My father told me, the last night of his life, that his life was basically over by the time he was two.  I’d learned the reason for this a few years earlier from my father’s closest cousin, Eli, a first generation American tough guy 16 years older than my father.  I spent many a Saturday up at Eli’s retirement bungalow during the last few years of the old man’s life, talking about everything.   My father would vehemently dismiss any insight I believed I’d taken from my talks with Eli.  Eli’s accounts were bullshit, he’d insist, portraying Eli as a hopelessly muddled and unreliable historical revisionist and pointing to his estrangement from his own children as the proof that Eli was full of shit.   

When, at 1 a.m., I entered the room my father would die in nineteen hours later, one of the first things he said was “those stories Eli told you… everything he said was true, though I’m sure he spared you the worst of it.”  The worst I’d heard from Eli was bad enough.   Eli’s mother died when he was a year-old.    He instantly bonded with his Aunt Chava, his father’s youngest sister, a red-haired beauty who arrived by boat when Eli was six.  Eli and his father were at the dock in lower Manhattan to greet her.

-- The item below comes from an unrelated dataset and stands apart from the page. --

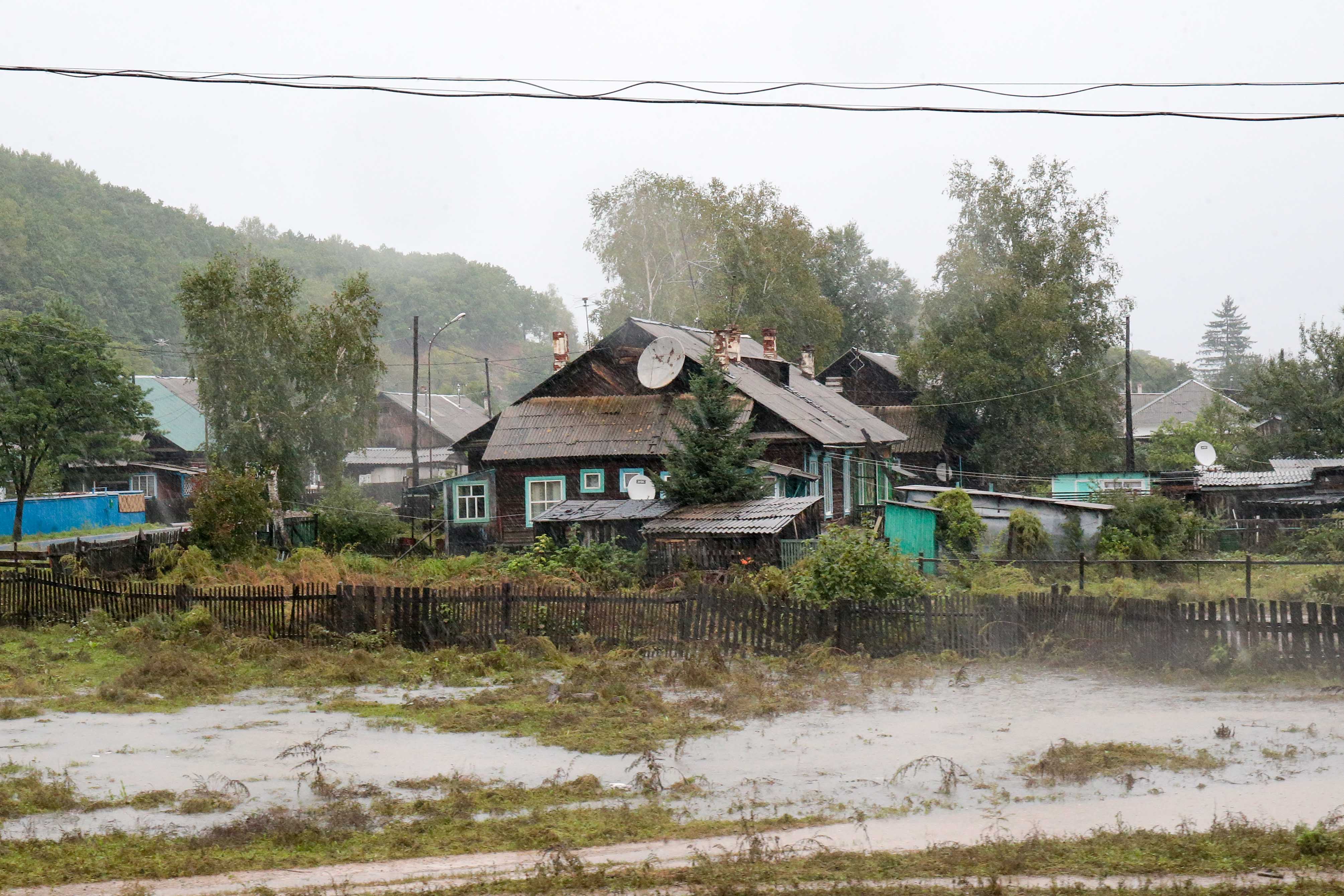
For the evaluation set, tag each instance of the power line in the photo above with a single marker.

“It was love at first sight,” Eli told me happily and recounted all the ways his beloved Tante Chava doted on him throughout his life.  There was no mistaking the painful ambivalence in Eli as he prepared to tell me a horrible detail I needed to know about his beloved Tante Chavah, my father’s mother, in order to help me make sense of our tangled, violent family history.  To give me a painful insight into my father’s most painful secret.

Eli had seen it more than once.  I picture him standing in the doorway to the kitchen of Chava’s home as his one year-old cousin stood in front of his chair, eyes downcast in terror, as his mother, Eli’s beloved Aunt, reached angrily into the drawer behind her chair for the rough, heavy cord of her iron, and whipped him across the face with it.

Across the face?” I asked.

“Yeah,” said Eli with infinite sorrow.

“How old was he?” I asked.   

“However old you are when you can stand on your own two feet, I don’t know, one, one and a few months, I guess… a baby…”

After a while, of course, all Chava had to do was rattle the drawer where she kept the rigid, burlap-wrapped cord and my infant father would stand rigidly, eyes fixed on the floor in front of him, shuddering in terror.  A terror and humiliation that never left him, vicious pain inflicted for no reason by the mother who called him “Sonny”.   From the time he could stand.

It is impossible to reckon the damage this betrayal by your own mother would do to a person.  My father was often very mean to my sister and me, and the damage of that is hard to reckon.   I can only imagine the soul destruction my father experienced was ten times worse, maybe a hundred times worse.

“My life was pretty much over by the time I was two,” said the dying man as I stood beside his deathbed, the tiny digital recorder propped on his chest.   Many mysteries remain, all these years later.   One is how he managed to limit his abuse of my sister and me to harsh words.  Another is how he retained the ability, when things were darkest and scariest for us during our childhood. to empathize and calm us.   There are deep lessons in my father’s life for me and I will continue to delve until I have some answers worth sharing.